Landfilling waste is most often the economic solution for dealing with refuse, but thanks to diminishing capacities, permitting obstacles and increasing environmental legislation, the way waste has traditionally been handled is being rethought in some parts of the country.
Among the trends aimed at reducing the volume of materials headed to the landfill is organics collection. While a number of communities offer some type of organics collection program, it’s the city that pioneered collection on a large scale that recently got its version of a Hollywood close-up.
Kiss the Ground, which debuted on Netflix on Sept. 22, focuses on how more conscientious farming practices based on healthier soils can lead to atmospheric carbon sequestration that could reverse the effects of climate change. In the film, San Francisco’s universal organics recycling mandate is highlighted as a way to promote these healthier farms.

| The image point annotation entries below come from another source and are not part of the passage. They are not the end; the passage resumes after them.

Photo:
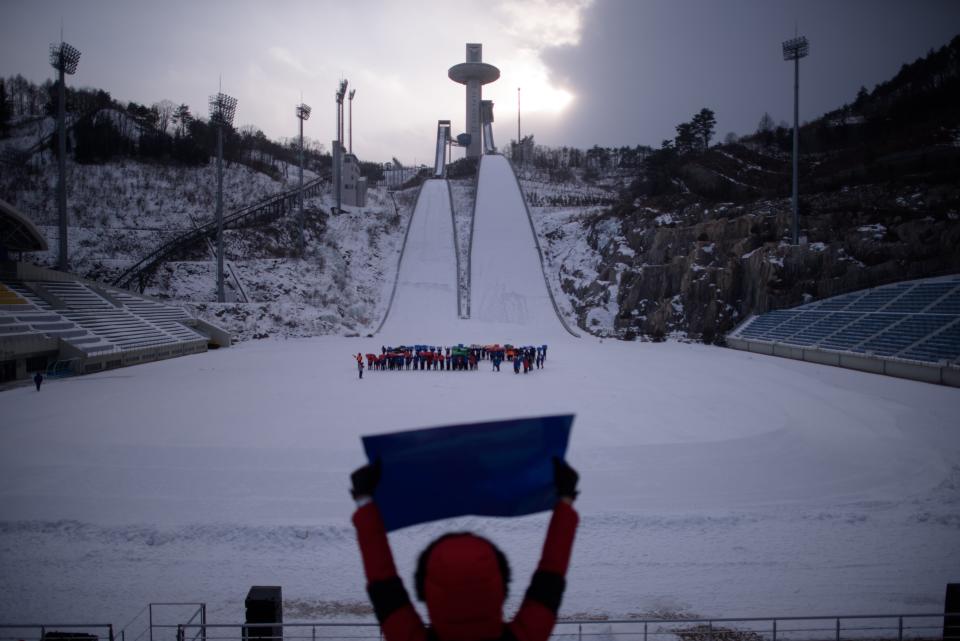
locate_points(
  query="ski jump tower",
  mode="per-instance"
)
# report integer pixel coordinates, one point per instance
(474, 73)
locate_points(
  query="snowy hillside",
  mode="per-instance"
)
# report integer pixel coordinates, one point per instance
(714, 482)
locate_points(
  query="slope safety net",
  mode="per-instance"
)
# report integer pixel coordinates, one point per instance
(916, 320)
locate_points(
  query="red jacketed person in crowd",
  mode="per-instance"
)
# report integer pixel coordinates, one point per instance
(463, 577)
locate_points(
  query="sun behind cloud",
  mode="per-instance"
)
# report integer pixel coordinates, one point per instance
(535, 25)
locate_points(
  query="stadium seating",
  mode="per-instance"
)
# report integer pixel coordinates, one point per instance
(913, 321)
(95, 321)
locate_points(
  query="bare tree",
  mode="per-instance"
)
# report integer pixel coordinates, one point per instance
(165, 110)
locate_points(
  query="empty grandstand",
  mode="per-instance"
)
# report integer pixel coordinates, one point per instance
(909, 329)
(56, 323)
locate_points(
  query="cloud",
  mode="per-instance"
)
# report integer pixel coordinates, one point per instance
(544, 23)
(286, 57)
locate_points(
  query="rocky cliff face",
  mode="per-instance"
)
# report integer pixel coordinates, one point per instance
(702, 269)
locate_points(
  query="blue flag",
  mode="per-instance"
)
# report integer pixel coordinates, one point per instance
(501, 468)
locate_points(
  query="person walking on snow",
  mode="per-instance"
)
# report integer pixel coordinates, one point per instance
(462, 577)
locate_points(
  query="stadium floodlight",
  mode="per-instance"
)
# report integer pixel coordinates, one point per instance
(303, 113)
(350, 126)
(794, 49)
(338, 145)
(222, 110)
(64, 58)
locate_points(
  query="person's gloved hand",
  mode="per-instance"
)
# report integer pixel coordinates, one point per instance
(565, 479)
(364, 480)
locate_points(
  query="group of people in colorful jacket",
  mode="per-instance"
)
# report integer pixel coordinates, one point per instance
(455, 358)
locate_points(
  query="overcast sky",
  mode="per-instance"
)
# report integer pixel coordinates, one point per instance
(609, 72)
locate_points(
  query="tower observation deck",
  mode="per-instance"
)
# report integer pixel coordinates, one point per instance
(474, 73)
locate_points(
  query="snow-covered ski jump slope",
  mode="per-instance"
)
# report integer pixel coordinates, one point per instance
(714, 482)
(424, 307)
(508, 292)
(510, 302)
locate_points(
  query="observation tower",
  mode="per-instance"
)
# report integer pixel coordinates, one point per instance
(474, 73)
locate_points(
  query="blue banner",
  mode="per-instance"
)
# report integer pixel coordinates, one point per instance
(500, 468)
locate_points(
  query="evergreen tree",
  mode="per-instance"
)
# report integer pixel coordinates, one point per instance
(687, 139)
(703, 124)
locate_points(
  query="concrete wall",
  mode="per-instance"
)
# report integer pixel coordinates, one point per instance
(928, 373)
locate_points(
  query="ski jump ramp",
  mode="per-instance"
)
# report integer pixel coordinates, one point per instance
(510, 301)
(425, 306)
(508, 287)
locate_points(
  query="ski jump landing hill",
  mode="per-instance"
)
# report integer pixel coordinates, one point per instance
(509, 297)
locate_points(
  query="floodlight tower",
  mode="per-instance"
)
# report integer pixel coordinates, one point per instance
(303, 113)
(474, 73)
(518, 126)
(350, 126)
(222, 110)
(338, 144)
(64, 59)
(794, 49)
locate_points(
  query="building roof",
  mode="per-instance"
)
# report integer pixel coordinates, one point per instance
(17, 233)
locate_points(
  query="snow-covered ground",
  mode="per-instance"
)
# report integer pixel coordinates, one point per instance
(714, 482)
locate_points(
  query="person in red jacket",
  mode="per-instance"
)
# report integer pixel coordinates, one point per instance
(463, 578)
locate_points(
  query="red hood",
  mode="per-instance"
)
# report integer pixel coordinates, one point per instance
(464, 589)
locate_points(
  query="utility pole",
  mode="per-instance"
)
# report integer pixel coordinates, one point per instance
(303, 113)
(64, 59)
(794, 49)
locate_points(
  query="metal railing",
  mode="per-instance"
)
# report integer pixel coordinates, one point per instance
(787, 628)
(57, 631)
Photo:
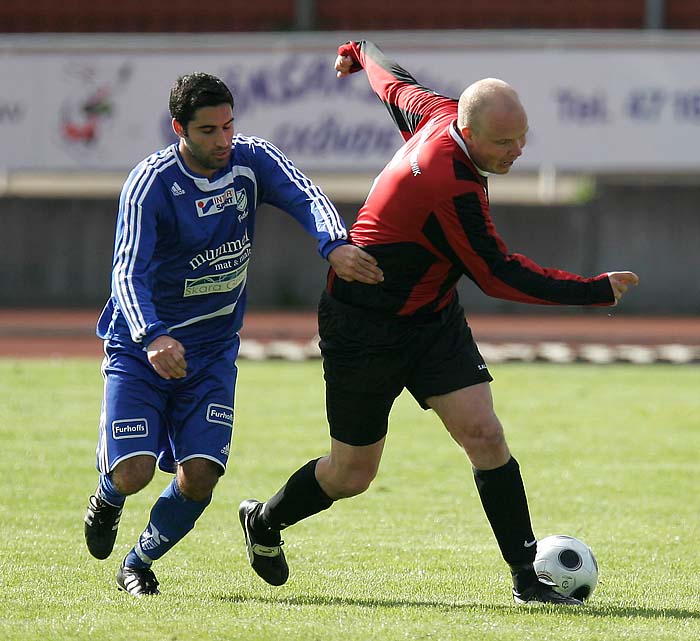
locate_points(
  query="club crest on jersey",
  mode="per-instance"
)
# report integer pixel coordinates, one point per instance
(216, 204)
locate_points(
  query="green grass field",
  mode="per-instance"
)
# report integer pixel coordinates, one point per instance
(609, 454)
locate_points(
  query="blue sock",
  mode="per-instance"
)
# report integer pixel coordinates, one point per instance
(172, 516)
(108, 492)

Recology, which is the waste management company in charge of collecting and composting these materials throughout San Francisco, manages 700 tons of food scraps and plant cuttings a day. While waste is often looked at as something to be discarded, Recology PR Manager Robert Reed discusses the value the compost has for the area’s producers. “This is the most important garbage there is because this is where the nutrients are, and this is where the carbon is [that farms need].”
Reed says that the citizens of San Francisco, who have been required to participate in the program since a mandate was put into effect in 2009, have embraced the feel-good benefits of repurposing their waste to help protect the environment and grow some of the crops they buy at their local farmers markets. And although many are no doubt participating because it is the right thing to do, the enforcement element helps ensure the program’s success.
“We incentive people to actually keep things out of the black [waste] bins. When you have nothing in the black bin, we don’t charge you,” California Gov. Gavin Newsom, who served as mayor of San Francisco from 2004 to 2011 during the program’s implementation, says in the documentary. “When you have a ton of stuff in the black bin, we charge you a lot. So, your goal is to get [your waste] in the green [organics] and blue [recycling] bins.”Newsom notes that the program has been a success not just from an environmental vantage point, but from an economical one as well.
“San Francisco became the most sustainable big city in the United States in just a few short years, and we grew our economy,” he says. “I think if San Francisco can prove an ideal, then that success can be replicated in other cities in other states and in countries around the world.”
California’s progressive leanings of course make it an obvious place for sustainable waste management practices to blossom, but as the program’s success shows, where there is political will, there’s a way.